Believers in minimum parking standards tend not to have much faith in on-street parking management.  Or they are hostile to it. They don't believe that the parking commons can or should be intensively managed.

I say on-street parking can and should be well managed.

2.  Think of off-street parking as a real-estate service for each area (not each site)

Off-street parking is different. Unlike on-street parking, most of it is private property. The supply is not fixed. The real estate industry can provide more or less, depending on the returns on their investment and other incentives.

An important focus of good on-street parking management should be to make sure developers, building owners, purchasers and tenants all know that there will be no free-riding on on-street parking.

For example, residents of new buildings built after easing of parking minimums, can be made ineligible for on-street parking permits. This has actually already been done by Moreland Council in Melbourne, which was the focus of the news item mentioned at the top of this post.

Once we are more confident in on-street parking management, we can all relax and let the real estate industry worry about how much parking to provide with each development. Let developers take the risk and pay the price if they get it wrong and provide too much or too little parking.

Have you changed your parking mindset?

Proposals to deregulate parking supply will not make sense if you think of parking as essential ancillary infrastructure for each development (like toilets).

So think differently.

1.  Think of on-street parking as a commons that can and should be managed.

2.  Think of off-street parking as a real-estate based service for each area. Like hot food outlets or meeting rooms or hotel rooms, we can let the market-based real-estate industry handle its supply.

With this parking mindset, proposals for zero-parking buildings right next to urban rail stations make perfect sense.

[UPDATE January 2017:  The Walkable Parking mindset is another way to explain these ideas. 

If they resonate for you, then you might want to try the new Local Parking Assessment kit. It allows you to assess any small study area and its potential for embracing the Walkable Parking mindset. If you are keen on parking success without parking excess, then I think you will find it useful and thought-provoking.

The kit is a gift for new subscribers to Reinventing Parking. So to get access simply enter your email address in the box below or at the top of this page and click "subscribe".]

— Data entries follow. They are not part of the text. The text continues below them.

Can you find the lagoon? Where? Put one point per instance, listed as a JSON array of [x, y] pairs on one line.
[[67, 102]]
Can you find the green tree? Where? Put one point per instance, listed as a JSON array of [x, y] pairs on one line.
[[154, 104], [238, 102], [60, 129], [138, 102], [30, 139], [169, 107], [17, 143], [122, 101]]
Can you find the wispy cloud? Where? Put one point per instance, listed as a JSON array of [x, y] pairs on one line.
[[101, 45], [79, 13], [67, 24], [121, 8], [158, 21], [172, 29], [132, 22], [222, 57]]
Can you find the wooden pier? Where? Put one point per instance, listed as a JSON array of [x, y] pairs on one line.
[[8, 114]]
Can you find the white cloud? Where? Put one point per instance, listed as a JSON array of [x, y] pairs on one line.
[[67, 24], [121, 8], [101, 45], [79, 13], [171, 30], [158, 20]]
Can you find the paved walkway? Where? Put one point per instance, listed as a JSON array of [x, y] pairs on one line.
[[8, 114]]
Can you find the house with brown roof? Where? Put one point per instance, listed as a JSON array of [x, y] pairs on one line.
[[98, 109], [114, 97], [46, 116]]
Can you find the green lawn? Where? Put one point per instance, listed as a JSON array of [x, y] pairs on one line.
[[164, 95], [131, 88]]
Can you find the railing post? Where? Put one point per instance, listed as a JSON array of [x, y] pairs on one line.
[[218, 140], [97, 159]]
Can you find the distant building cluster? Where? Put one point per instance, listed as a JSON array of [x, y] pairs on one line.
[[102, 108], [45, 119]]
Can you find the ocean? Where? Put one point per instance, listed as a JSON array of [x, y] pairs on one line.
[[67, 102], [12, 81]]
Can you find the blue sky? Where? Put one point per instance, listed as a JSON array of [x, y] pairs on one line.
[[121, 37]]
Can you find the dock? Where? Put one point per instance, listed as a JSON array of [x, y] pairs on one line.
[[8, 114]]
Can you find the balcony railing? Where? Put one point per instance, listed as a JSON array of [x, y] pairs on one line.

  1. Who did you survey to determine that people like parking in the street? I would argue this is absolutely incorrect. Parking lot parking is SO much more convenient & easy, generally! Having to search for an on-street parking space, then dealing with the stress of attempting to park while traffic is passing by (especially if it's parallel parking), and worrying about someone hitting your car are all things that are much easier in a parking lot! I'd even prefer a parking garage to on-street parking, generally. This is probably true for most people in the U.S. I can't speak for people in other countries though.